Я просто записал её. Как смог.

Если вы узнаете в этих строках себя – значит, всё не зря. Значит, тихий свет всё-таки пробивается сквозь серость. Значит, мы ещё умеем слышать друг друга.

Добро пожаловать в «Хроники тихого света». Здесь не будет громких слов. Будут только люди. И их выбор.

Сергей Недоля.

Глава 1. Скрип пружины.

Отчим встречает меня у выхода из отдела.

Он стоит под жёлтым фонарём, и свет выедает щетину на его щеках. Ноль эмоций. Руки в карманах куртки, которую я ненавижу. Она дешёвая, пузырится на локтях, и на правом кармане вечно расходится шов. Он мог бы купить новую. Не покупает. Говорит – ходит.

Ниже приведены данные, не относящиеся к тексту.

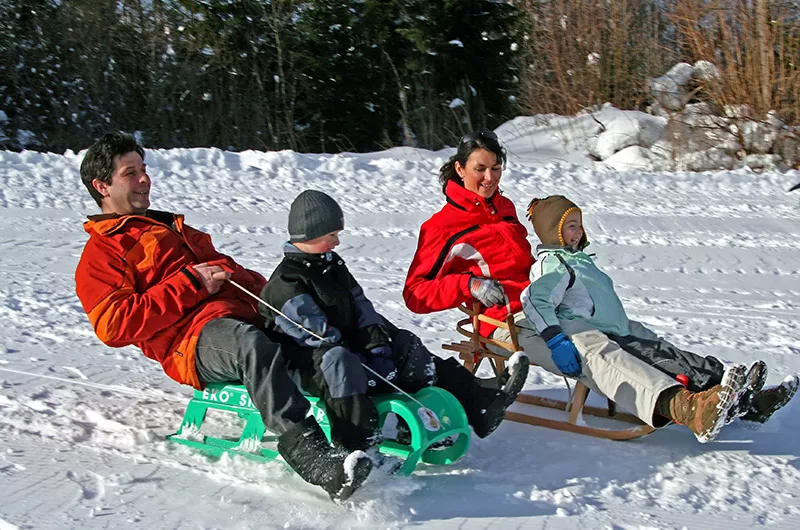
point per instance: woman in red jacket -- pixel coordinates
(475, 248)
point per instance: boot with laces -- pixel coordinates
(704, 413)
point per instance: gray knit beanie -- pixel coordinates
(314, 214)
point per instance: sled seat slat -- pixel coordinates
(475, 349)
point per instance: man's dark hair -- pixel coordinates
(99, 160)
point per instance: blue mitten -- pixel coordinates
(381, 360)
(565, 355)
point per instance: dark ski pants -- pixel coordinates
(337, 376)
(702, 372)
(229, 350)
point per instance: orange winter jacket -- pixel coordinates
(136, 283)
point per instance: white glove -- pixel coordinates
(487, 291)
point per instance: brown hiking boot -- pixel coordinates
(767, 402)
(704, 413)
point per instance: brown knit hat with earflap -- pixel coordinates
(548, 215)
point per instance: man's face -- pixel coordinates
(129, 189)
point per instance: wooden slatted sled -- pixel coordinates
(616, 426)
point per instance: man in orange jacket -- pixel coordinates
(146, 278)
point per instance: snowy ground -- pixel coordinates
(712, 261)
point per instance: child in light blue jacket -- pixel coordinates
(567, 286)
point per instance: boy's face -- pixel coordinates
(572, 230)
(321, 244)
(129, 189)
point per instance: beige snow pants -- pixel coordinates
(607, 369)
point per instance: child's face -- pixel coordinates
(321, 244)
(572, 230)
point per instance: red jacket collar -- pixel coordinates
(108, 223)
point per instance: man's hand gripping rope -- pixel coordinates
(434, 421)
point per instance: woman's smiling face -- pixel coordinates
(481, 174)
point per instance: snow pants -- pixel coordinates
(606, 367)
(229, 350)
(336, 375)
(645, 344)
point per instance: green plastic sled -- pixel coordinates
(441, 418)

Я останавливаюсь в дверях. Жду. Пусть подойдёт первый. Не подойдёт.

Сзади толкает в спину лейтенант, тот самый, с глазами варёной рыбы.

– Вали давай, артист. И чтоб я тебя больше…

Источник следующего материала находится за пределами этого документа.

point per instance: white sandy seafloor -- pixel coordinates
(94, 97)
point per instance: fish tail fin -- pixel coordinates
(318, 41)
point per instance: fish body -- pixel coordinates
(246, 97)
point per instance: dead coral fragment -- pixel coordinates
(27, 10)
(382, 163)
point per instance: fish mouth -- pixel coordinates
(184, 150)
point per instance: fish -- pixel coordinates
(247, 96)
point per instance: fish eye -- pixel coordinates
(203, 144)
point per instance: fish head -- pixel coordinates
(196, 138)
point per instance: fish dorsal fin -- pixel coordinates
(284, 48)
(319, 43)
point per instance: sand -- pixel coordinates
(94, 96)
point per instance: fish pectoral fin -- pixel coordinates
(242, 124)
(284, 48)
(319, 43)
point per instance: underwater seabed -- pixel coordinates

Дальше я не слушаю. Я смотрю на отчима. Он смотрит на мою скулу.

Угол рта разбит, губа запеклась, под глазом начинает наливаться синева. Красиво. Дорого.

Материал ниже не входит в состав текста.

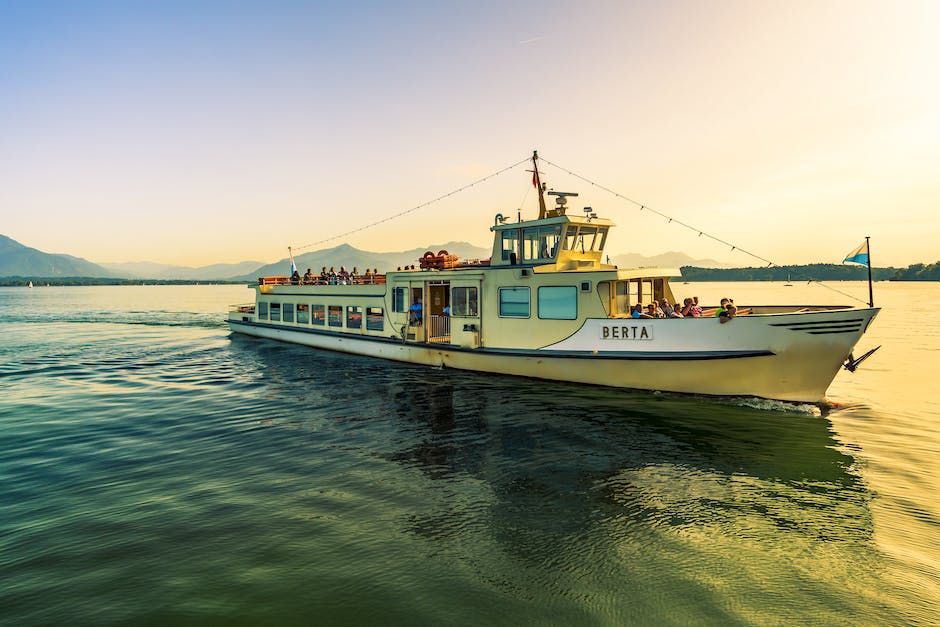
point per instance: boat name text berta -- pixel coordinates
(622, 332)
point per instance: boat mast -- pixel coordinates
(538, 183)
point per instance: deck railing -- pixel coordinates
(372, 279)
(439, 329)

– Сильно? – спрашивает он.

Голос ровный. Как всегда.

– Тебе какая разница? – я сплёвываю на асфальт. Красное.

Рис.0 Предел прочности

Он молчит. Кивает куда-то в сторону – там его старенький Рено Логан, цвета стёртой монеты. Идёт к машине. Не оборачивается.

Я мог бы не пойти. Мог бы развернуться и свалить в ночь, к пацанам, к теплу подворотен, где пахнет выхлопами и свободой. Но ноги сами тащат за ним. Потому что холодно. Потому что у него в машине, скорее всего, есть этот дурацкий термос с чаем, которым он меня пичкает с шестого класса. Потому что дома мать, и если я не приду с ним, она будет реветь, а её рев – это звук, от которого хочется провалиться сквозь землю.

Сажусь в машину.

Хлопок двери – глухой, как удар подушкой. Он заводит мотор. Молчит.

Салон пропах им. Бумагой. Тишиной. И ещё чем-то… мятным? Откуда мята? Ах да, эти дурацкие леденцы без сахара, он их сосёт, когда нервничает. Я никогда не видел, чтобы он нервничал. Но леденцы кончаются быстро.

– Пристегнись, – говорит он, не глядя.

Я не пристёгиваюсь. Он тянется правой рукой, нашаривает ремень, щёлкает замком. Прямо надо мной. Я даже не дёргаюсь. Потому что это тоже ритуал. Как чай.

Мы выезжаем со стоянки. Фонари плывут по стеклу, жёлтые, больные. Внутри салона тихо, только шуршит печка и где-то под панелью – сверчок, который он никак не может найти. Третий год ищет.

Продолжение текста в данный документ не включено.